The federal Centers for Medicare and Medicaid Services has also determined this is the case based on studies and audits done by the agency’s Office of the Inspector General and by the federal Department of Health and Human Services. 

“Medicare Advantage enrollees’ medical records do not always support the diagnoses reported by Medicare Advantage organizations, which leads to billions of dollars in overpayments to plans and increased costs to the Medicare program as well as taxpayers,” according to a new rule published in the Federal Register announcing the crackdown on Medicare Advantage companies.

Chapel Hill retirees Susan Salzberg, 74, and husband Eric Juda, 78, said they did not know that the nurse practitioner who visited their home in 2022 for an annual Medicare Advantage review could possibly collect information used to change Juda’s listed diagnoses. The results of such visits, often by contract practitioners, go to insurers for use in determining diagnosis codes. These designations are used to project needed care and help determine taxpayers’ monthly payments to a Medicare Advantage company for patients’ care. 

Salzburg and Juda don’t know if his information resulted in a change in his listed diagnoses, and to them that’s a problem. 

Her recent telephone interviews with North Carolina Health News, Salzburg said, were the first she had heard about Medicare Advantage companies’ changing patients’ coding based on contractors’ home visits and chart reviews — without advising the enrollee or relatives.
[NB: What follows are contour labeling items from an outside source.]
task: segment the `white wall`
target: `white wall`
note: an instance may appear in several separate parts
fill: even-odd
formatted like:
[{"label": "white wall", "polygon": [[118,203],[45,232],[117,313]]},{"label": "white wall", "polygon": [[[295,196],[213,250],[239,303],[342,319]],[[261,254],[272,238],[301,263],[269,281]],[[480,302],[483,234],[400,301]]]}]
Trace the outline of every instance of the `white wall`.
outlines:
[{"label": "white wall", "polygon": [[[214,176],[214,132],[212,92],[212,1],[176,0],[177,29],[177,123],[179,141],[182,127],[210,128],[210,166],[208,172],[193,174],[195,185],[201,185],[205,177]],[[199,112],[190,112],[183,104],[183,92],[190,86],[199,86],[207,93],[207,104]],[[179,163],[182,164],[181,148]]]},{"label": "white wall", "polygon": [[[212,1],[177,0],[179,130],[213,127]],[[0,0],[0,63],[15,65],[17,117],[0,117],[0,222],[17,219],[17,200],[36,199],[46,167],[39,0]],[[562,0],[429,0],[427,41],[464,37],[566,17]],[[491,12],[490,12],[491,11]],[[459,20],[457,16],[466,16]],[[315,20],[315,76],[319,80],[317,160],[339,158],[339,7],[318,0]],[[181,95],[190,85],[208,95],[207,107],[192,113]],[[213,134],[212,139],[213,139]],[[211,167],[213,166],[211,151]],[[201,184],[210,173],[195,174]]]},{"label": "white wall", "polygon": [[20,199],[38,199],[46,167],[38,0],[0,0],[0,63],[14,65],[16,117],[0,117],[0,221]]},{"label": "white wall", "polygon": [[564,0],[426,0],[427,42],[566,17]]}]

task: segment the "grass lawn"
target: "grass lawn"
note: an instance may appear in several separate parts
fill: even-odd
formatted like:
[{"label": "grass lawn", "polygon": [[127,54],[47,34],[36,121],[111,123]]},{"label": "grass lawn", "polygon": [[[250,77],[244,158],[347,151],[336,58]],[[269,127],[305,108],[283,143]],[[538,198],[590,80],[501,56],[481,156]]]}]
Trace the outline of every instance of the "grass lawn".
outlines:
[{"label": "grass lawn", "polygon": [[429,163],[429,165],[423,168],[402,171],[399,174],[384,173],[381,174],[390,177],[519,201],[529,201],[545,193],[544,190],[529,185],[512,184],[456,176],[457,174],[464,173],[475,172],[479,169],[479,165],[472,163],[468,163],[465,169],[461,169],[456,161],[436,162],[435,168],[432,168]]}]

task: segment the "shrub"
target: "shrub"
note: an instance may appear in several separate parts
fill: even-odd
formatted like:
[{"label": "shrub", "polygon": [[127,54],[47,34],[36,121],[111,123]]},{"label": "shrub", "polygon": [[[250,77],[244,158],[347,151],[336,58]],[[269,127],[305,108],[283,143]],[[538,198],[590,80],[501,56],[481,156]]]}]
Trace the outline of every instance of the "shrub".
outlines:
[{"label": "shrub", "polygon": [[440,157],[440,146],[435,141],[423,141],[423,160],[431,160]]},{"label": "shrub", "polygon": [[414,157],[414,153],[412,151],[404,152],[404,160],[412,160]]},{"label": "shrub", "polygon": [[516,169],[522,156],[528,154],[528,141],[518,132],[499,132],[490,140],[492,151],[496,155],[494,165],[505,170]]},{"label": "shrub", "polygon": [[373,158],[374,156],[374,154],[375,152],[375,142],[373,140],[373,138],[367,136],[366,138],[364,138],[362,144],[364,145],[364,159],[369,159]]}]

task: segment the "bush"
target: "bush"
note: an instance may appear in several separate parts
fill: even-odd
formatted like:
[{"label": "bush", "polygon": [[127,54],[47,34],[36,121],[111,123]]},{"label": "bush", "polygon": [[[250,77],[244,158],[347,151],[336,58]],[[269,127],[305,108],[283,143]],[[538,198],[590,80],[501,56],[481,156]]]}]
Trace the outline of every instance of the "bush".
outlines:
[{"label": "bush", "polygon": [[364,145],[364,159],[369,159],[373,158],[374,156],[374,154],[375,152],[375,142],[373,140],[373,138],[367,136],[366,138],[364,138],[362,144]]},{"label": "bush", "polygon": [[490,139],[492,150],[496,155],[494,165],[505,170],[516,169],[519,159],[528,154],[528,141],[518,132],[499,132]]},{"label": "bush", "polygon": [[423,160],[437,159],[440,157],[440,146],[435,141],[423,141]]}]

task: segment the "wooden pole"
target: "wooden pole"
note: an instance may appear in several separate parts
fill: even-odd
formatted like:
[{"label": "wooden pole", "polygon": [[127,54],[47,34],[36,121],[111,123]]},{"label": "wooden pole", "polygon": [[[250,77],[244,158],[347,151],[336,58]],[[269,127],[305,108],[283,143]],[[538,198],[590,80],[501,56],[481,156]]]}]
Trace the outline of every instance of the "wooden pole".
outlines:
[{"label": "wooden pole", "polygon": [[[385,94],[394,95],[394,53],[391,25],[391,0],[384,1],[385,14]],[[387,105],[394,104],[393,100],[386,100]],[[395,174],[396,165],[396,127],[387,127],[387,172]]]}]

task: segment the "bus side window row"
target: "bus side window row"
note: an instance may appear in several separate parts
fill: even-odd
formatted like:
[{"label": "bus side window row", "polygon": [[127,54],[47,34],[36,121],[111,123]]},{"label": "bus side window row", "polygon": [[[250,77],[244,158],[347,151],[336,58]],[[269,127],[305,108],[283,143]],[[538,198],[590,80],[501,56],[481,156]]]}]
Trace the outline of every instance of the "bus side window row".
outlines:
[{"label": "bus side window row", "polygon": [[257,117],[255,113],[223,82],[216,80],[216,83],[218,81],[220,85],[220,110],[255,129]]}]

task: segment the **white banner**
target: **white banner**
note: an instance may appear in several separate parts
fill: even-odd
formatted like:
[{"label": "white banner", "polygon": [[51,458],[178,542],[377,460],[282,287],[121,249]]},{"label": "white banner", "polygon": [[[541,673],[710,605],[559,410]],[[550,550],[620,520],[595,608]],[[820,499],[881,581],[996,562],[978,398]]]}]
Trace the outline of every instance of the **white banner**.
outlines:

“He hasn’t noticed any change in service,” Salzburg, a retired occupational therapist, said about the data gathered from Juda by a contract nurse practitioner. 

But, she said, ”you can’t make decisions on items you know nothing about.” 

Keep patients in the know 

Thomas Konrad, a researcher and scholar on aging issues at the University of North Carolina Chapel Hill, suggests that enrollees like Eric Juda who are examined should learn what the exams found and whether they result in a change in their listed diagnoses reflected in coding.

He said that one reform that could be made with minimal regulatory or legislative “fuss” would be to inform a patient if and when they’ve been “upcoded” to explain to them what it means. Those upcoded patients’ cases should also be reported to peer reviewers.